Chapter 17: Optimizing Functions

In this chapter, we explore how to minimize or maximize a function $f(x)$ on some interval. Let’s start with a simple function that we already know the answer to. Let’s minimize $f(x)=(x-1)^{2}$, which is a parabola with a minimum at $x=1$ as seen in the following plot:
plot of $(x-1)^{2}$

From Calculus we know that a minimum (as well as a maximum) occurs at a critical point, which is where the derivative is 0 or undefined. In this section, we will look only at functions that a differentiable, so they always have a derivative. What we want to do is solve: $f'(x)=0$ for $x$.

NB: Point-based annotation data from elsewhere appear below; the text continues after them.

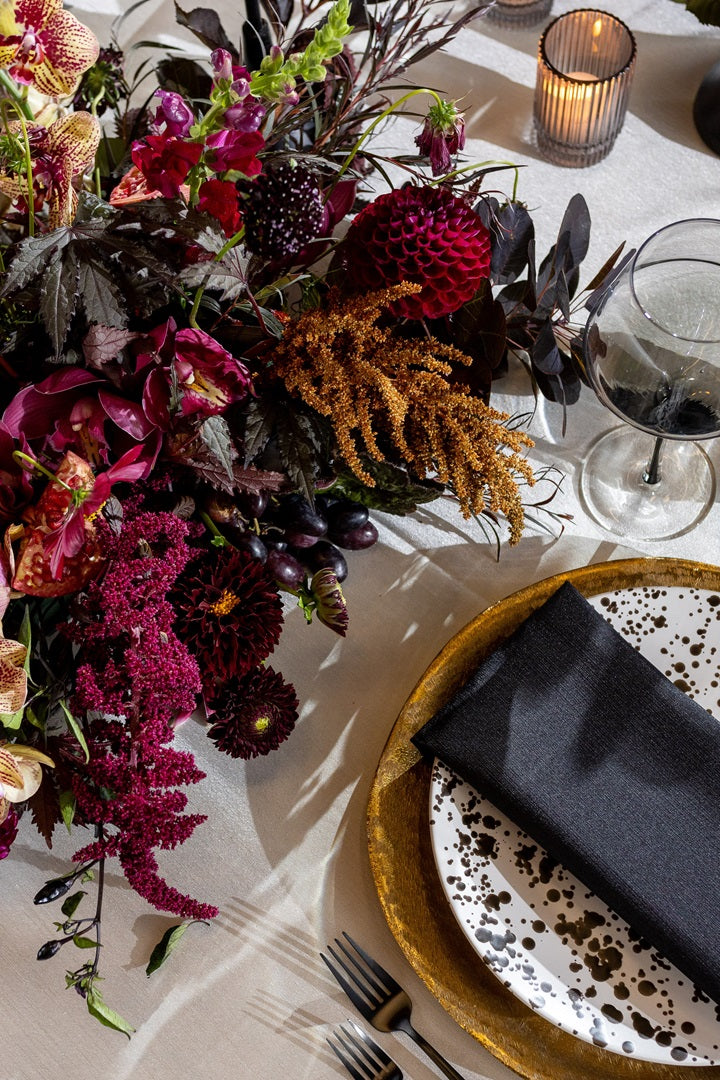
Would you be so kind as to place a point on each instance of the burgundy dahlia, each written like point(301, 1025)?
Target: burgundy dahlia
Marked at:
point(422, 234)
point(254, 715)
point(229, 613)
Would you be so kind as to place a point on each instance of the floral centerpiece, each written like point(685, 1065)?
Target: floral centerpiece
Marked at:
point(231, 333)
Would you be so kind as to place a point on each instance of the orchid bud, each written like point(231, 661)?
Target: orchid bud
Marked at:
point(174, 112)
point(221, 62)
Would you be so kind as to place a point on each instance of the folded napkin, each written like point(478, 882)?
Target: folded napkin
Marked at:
point(603, 761)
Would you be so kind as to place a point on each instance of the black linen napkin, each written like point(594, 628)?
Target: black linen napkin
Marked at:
point(592, 751)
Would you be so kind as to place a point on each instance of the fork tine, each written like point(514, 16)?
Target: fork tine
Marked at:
point(358, 1033)
point(347, 1062)
point(380, 972)
point(356, 999)
point(363, 1050)
point(356, 972)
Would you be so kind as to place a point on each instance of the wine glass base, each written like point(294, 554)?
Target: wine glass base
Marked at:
point(615, 495)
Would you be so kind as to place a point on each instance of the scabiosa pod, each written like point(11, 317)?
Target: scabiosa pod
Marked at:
point(442, 136)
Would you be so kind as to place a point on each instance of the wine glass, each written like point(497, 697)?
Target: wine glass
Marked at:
point(652, 355)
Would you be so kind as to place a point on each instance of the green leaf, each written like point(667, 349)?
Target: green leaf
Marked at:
point(12, 720)
point(706, 11)
point(32, 718)
point(70, 905)
point(67, 802)
point(77, 730)
point(168, 942)
point(83, 942)
point(107, 1016)
point(215, 434)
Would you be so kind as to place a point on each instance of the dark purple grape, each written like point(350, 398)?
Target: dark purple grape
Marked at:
point(357, 539)
point(325, 554)
point(296, 513)
point(50, 948)
point(252, 543)
point(285, 569)
point(53, 890)
point(345, 516)
point(299, 539)
point(274, 542)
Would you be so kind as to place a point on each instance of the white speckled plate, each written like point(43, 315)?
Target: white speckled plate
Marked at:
point(553, 943)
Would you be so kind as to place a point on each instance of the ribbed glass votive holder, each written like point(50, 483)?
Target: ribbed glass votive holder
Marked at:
point(585, 66)
point(519, 13)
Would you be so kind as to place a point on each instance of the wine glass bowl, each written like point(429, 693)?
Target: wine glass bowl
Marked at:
point(652, 355)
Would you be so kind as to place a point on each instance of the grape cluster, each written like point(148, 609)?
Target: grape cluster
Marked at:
point(293, 538)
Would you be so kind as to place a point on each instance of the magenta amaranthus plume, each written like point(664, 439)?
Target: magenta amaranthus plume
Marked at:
point(174, 298)
point(133, 666)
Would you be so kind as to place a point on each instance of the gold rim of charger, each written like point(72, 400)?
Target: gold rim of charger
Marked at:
point(404, 866)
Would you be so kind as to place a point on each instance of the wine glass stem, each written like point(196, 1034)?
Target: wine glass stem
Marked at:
point(652, 475)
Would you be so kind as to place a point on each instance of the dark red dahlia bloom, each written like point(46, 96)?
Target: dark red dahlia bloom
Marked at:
point(219, 199)
point(229, 613)
point(165, 162)
point(423, 234)
point(254, 715)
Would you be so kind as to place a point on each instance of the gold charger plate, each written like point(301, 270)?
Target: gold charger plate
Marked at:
point(404, 867)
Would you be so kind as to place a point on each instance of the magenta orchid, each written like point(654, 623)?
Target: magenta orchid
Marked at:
point(44, 46)
point(80, 410)
point(207, 377)
point(62, 517)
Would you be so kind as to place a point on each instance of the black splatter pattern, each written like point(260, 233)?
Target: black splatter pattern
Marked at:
point(551, 941)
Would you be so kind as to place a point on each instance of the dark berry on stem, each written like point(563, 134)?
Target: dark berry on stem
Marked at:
point(357, 539)
point(50, 948)
point(53, 890)
point(326, 555)
point(285, 568)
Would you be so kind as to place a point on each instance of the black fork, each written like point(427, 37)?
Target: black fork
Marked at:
point(362, 1055)
point(378, 997)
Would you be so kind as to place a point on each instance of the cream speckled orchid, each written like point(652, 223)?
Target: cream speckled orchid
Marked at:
point(43, 45)
point(13, 677)
point(21, 773)
point(59, 153)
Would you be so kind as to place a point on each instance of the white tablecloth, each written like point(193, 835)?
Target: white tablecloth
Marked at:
point(284, 852)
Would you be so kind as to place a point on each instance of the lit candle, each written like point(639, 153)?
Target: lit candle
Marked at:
point(575, 106)
point(519, 13)
point(585, 64)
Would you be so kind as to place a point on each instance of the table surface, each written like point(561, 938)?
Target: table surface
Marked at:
point(284, 852)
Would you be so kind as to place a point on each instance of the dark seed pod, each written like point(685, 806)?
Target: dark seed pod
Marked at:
point(53, 890)
point(50, 948)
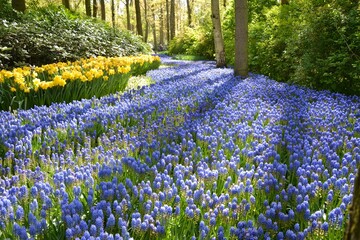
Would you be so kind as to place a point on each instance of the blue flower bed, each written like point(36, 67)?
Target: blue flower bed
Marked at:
point(198, 155)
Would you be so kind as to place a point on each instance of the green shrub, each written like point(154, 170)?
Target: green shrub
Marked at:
point(6, 11)
point(53, 34)
point(198, 42)
point(311, 43)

One very effective way to do this is to use Newton’s method on $f'(x)$. If we recall from Chapters 8 and 9 and developed the function:

function newton(f::Function, x0::Number,tol=1e-6,max_steps=10)
  local x1 = x0
  local xstep = f(x1)/ForwardDiff.derivative(f,x1)
  local steps = 0
  while abs(xstep)>tol && steps<max_steps
    x1 = x1- xstep
    xstep = f(x1)/ForwardDiff.derivative(f,x1)
    steps += 1
  end
  x1

Now to solve $f'(x)$, we can define the derivative by using ForwardDiff in the following way:

D(f) = x-> ForwardDiff.derivative(f,x)
f(x) = (x-1)^2

and then

newton(D(f),2)

returns 1.0. Now that didn’t look like a hard problem because it was just a parabola. Let’s try to find the maximum of $x \cos x$ on $[0,\pi/2]$, which is a bit harder and doesn’t have a closed solution, but that’s okay. Looking at the plot:
Plot of $y=x\cos x$

it should have a max at about $x=0.9$. If we define $g(x)=x \cos x$, then

newton(D(g),1)

returns 0.8603335890288378 which looks pretty good.

Writing a Proper optimize functions

Also using Newton does a nice job with these two functions, it would be nice if we could get some confidence that we have a min or a max. For example, if we run the same example as above with $f(x)=x3$, Newton’s method will return 0.0, but that is neither a min or a max.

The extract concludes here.